In his
2008 interview by Marc Myers at
JazzWax, Roy Haynes talks about Lester Young and his reaction to Roy's first 20" bass drum:
Roy Haynes: [Lester] was a very humorous guy. He had his own way of talking. It was like a foreign language and unless you understood it, what he said would make little sense to you. You had to pick up on his special way of putting things to know what he meant. Sometimes you wouldn’t even know what the hell he was talking about. Thelonious Monk sort of reminded me of Lester. They both had their own way of talking.

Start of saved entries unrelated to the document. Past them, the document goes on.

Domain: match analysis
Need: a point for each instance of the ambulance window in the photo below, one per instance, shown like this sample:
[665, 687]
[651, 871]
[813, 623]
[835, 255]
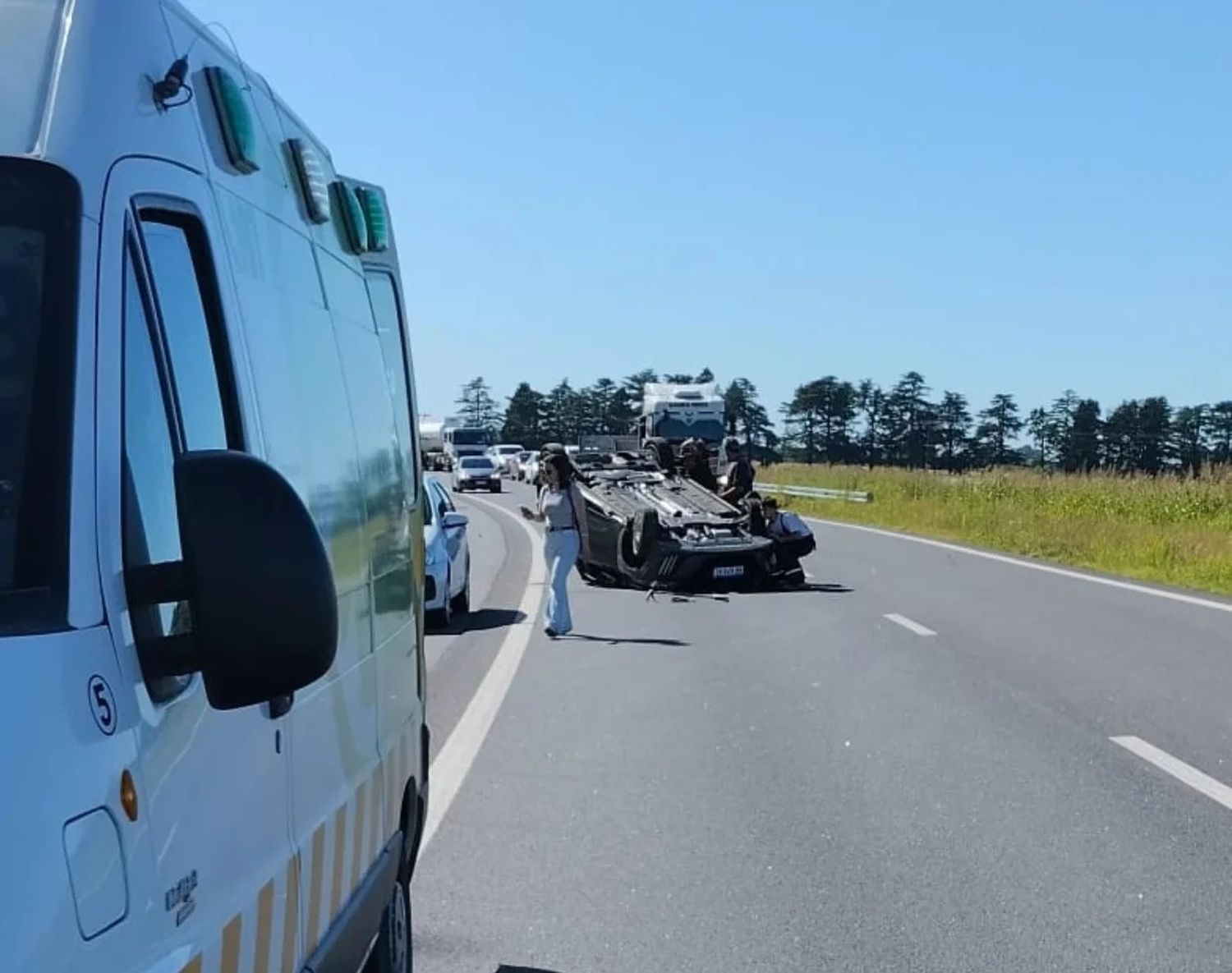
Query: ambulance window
[150, 527]
[39, 223]
[187, 298]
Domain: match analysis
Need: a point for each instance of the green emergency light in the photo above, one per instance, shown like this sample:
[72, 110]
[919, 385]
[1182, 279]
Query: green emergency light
[355, 228]
[377, 218]
[234, 120]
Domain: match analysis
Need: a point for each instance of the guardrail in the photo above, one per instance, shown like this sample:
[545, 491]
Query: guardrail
[815, 493]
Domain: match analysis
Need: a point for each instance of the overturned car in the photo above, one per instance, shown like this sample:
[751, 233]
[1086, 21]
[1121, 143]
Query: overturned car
[653, 529]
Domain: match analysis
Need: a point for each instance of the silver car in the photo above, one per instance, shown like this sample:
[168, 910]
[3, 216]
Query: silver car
[477, 473]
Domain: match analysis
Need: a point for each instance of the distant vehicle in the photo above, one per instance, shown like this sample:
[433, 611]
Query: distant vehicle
[507, 457]
[214, 741]
[650, 529]
[465, 441]
[477, 473]
[446, 556]
[431, 443]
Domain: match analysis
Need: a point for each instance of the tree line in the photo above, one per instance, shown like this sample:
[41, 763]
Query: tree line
[606, 406]
[830, 420]
[833, 421]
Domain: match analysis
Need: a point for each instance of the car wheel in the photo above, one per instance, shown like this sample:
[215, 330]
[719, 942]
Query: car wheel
[392, 952]
[443, 617]
[462, 601]
[647, 531]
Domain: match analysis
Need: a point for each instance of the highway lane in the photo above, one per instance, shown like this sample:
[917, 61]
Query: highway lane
[795, 781]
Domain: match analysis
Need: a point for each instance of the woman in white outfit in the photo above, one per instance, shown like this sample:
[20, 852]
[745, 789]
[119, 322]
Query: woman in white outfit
[563, 512]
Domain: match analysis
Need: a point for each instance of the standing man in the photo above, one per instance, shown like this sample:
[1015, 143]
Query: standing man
[793, 541]
[739, 473]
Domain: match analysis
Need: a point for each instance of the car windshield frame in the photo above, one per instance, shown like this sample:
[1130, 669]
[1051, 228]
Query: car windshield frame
[39, 258]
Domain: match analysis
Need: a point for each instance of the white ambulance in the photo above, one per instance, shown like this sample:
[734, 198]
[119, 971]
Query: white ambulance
[214, 756]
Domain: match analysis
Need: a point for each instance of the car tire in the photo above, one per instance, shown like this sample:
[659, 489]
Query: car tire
[462, 600]
[647, 532]
[443, 617]
[393, 951]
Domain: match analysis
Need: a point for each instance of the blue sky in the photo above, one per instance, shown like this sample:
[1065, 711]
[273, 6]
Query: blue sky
[1004, 197]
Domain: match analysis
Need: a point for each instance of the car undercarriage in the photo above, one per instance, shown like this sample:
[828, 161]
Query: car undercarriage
[657, 530]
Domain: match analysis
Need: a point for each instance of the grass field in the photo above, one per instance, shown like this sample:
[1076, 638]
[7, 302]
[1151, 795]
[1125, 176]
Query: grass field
[1165, 530]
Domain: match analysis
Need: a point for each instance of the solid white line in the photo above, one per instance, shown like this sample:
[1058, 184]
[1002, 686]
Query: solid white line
[1178, 769]
[456, 756]
[909, 625]
[1035, 567]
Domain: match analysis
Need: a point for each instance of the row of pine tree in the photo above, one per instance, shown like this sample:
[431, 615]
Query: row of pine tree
[830, 420]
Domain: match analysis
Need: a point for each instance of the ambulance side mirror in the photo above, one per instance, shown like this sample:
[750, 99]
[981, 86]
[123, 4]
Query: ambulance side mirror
[258, 581]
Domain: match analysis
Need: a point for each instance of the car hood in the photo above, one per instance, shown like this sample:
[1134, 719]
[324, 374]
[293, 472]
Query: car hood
[433, 536]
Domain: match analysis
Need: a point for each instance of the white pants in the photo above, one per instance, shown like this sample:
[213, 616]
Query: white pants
[561, 549]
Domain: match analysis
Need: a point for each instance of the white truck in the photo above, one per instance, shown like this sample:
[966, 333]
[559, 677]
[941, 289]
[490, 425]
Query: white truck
[431, 443]
[680, 411]
[462, 440]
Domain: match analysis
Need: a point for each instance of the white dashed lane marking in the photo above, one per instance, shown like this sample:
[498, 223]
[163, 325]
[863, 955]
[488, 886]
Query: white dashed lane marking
[1178, 769]
[909, 625]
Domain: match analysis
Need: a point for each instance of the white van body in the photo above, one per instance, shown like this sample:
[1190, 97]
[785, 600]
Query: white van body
[165, 295]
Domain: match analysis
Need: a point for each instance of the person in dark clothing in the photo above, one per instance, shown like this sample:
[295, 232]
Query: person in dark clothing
[695, 465]
[793, 541]
[739, 473]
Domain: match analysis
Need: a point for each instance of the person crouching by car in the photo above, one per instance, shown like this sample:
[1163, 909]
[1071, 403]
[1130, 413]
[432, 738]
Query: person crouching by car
[563, 512]
[695, 465]
[793, 539]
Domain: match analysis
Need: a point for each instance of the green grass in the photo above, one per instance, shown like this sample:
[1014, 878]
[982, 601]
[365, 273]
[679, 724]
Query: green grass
[1165, 530]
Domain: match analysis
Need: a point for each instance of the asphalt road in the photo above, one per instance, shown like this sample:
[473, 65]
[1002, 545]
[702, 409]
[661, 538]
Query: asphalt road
[798, 783]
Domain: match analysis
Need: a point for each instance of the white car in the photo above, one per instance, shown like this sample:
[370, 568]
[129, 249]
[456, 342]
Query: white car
[507, 457]
[476, 473]
[446, 556]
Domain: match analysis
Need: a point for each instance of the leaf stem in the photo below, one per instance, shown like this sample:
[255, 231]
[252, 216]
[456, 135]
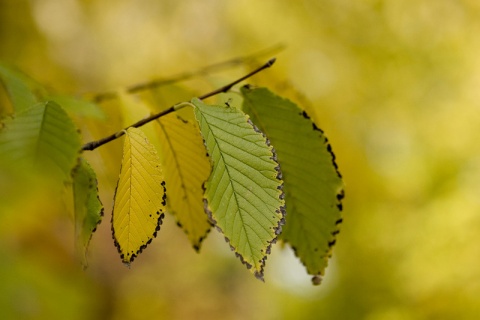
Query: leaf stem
[92, 145]
[99, 97]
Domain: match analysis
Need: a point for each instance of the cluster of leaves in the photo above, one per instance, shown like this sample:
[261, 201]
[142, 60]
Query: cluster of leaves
[256, 168]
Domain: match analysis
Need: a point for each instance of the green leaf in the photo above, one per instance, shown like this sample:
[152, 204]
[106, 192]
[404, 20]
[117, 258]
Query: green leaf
[41, 137]
[313, 185]
[88, 208]
[244, 195]
[140, 197]
[187, 167]
[19, 88]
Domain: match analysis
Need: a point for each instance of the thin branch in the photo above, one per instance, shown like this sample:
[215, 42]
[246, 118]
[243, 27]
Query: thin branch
[187, 75]
[92, 145]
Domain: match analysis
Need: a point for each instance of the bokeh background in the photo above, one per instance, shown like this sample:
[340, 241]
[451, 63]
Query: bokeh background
[395, 85]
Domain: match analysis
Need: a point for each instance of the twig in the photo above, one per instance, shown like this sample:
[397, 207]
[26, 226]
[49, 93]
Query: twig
[187, 75]
[92, 145]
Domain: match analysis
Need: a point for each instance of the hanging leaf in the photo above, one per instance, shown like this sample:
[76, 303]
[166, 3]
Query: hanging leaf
[187, 167]
[140, 197]
[313, 186]
[88, 208]
[18, 87]
[41, 137]
[244, 195]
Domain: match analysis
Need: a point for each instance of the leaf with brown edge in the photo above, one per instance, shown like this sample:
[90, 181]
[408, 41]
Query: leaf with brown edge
[140, 197]
[88, 208]
[313, 185]
[187, 167]
[243, 195]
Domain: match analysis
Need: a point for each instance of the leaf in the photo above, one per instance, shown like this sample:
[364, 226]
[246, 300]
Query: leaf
[187, 167]
[140, 197]
[88, 208]
[244, 195]
[313, 185]
[41, 137]
[18, 87]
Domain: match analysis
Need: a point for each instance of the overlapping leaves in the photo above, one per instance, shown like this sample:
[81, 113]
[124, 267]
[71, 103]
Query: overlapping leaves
[140, 198]
[244, 192]
[41, 137]
[243, 195]
[187, 167]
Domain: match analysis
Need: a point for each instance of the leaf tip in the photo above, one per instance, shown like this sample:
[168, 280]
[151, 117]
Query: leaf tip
[317, 279]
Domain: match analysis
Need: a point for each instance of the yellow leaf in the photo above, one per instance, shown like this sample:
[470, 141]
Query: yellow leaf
[140, 198]
[187, 167]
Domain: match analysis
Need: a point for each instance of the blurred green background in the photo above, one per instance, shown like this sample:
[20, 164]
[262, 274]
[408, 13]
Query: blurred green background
[395, 85]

Back then, there were people playing jazz who were so original, even more so than everyone else who played it, you know. They developed different ways of communicating in the different parts of the ghettos we lived in and hung out in. There were a lot of exceptional people and musicians in the neighborhoods who never got credit. You've never heard of them and they're all but forgotten. Lester Young was one of those special people you did hear about. But you had to have a little imagination about a lot of things to get where he was coming from.
JW: For example?
RH: I told this story to Miles back in the 1940s, and he got a kick out of it. During the period when I first came to New York, the standard size of a bass drum was 26 inches. So when I joined Lester Young in 1947, I still had that size bass drum. But it was stolen the day before or on the same day we were supposed to go to California by way of Chicago. So when I got to Chicago, Max Roach [pictured] was there. He told me there was a guy in town from Ludwig drums. Max said he'd introduce me to him. So I met the guy, and went to the factory, which was on the north side of Chicago. Joe Harris, a drummer from Pittsburgh, went with me that day. The drum I got that day was one of the first smaller, 20-inch bass drums.
JW: Was there something wrong with it?
RH: No, not at all. It was just smaller and had a slightly tighter sound. When I got the bass drum back to the Hotel Pershing [pictured below], where I was staying in Chicago, Lester took a look at it and without missing a beat nicknamed it "Princess Wee-Wee." Everything Lester Young named had a female connection, like Lady Day for Billie Holiday. He had that kind of fast mind. "Princess" was a name of affection for him. "Wee-Wee" was small, you know? It was quick. The man had a special kind of genius but you had to understand his way of thinking to get him and appreciate his way of thinking. Miles [Davis] and Max [Roach] came by the hotel before we left. They were in town the same day with Charlie Parker, who had just gotten fired for something at some club. When I told them the name Prez had come up with for the drum, they laughed because the name was so perfect.